Ensuring compatibility of webhook certificates before upgrading to v1.23


Starting from version 1.23, Kubernetes no longer supports server identity validation using the X.509 Common Name (CN) field in certificates. Instead, Kubernetes will only rely on information in the X.509 Subject Alternative Name (SAN) fields.

To prevent impact to your clusters, you must replace incompatible certificates without SANs for backends of webhooks and aggregated API servers before upgrading your clusters to Kubernetes version 1.23.

Why Kubernetes no longer supports backend certificates without SANs

GKE operates open-source Kubernetes, which uses the kube-apiserver component to contact your webhook and aggregated API server backends using Transport Layer Security (TLS).
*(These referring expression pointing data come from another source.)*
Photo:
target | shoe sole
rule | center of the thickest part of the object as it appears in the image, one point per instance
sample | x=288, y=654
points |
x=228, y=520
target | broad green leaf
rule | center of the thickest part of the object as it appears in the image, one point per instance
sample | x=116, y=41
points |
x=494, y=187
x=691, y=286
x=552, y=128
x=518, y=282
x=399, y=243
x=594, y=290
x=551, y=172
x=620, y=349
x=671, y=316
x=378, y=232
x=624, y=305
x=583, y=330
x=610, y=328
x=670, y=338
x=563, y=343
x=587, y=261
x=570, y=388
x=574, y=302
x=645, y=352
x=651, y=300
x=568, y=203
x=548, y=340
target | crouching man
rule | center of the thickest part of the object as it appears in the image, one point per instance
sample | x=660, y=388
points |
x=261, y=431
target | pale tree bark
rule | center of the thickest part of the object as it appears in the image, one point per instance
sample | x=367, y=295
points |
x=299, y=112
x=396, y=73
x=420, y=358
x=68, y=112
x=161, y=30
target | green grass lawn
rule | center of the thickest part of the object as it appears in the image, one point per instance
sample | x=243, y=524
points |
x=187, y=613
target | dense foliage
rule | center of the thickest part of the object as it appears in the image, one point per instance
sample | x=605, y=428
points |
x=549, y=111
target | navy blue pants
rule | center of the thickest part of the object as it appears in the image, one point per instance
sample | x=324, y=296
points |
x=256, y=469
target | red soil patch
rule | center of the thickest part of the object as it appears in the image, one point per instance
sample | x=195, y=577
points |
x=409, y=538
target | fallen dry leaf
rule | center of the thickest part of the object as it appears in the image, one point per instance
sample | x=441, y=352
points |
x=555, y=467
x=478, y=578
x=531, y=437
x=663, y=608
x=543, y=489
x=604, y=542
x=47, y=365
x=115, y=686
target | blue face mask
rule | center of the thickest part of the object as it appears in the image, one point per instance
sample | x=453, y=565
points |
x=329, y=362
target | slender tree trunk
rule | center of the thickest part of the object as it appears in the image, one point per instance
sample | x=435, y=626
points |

The kube-apiserver component is written in the Go programming language.

Before Go 1.15, TLS clients validated the identity of the servers they connected to using a two-step process:

  1. Check if the DNS name (or IP address) of the server is present as one of the SANs on the server's certificate.
  2. As a fallback, check if the DNS name (or IP address) of the server is equal to the CN on the server's certificate.

RFC 6125 fully deprecated server identity validation based on the CN field in 2011. Browsers and other security-critical applications no longer use the field.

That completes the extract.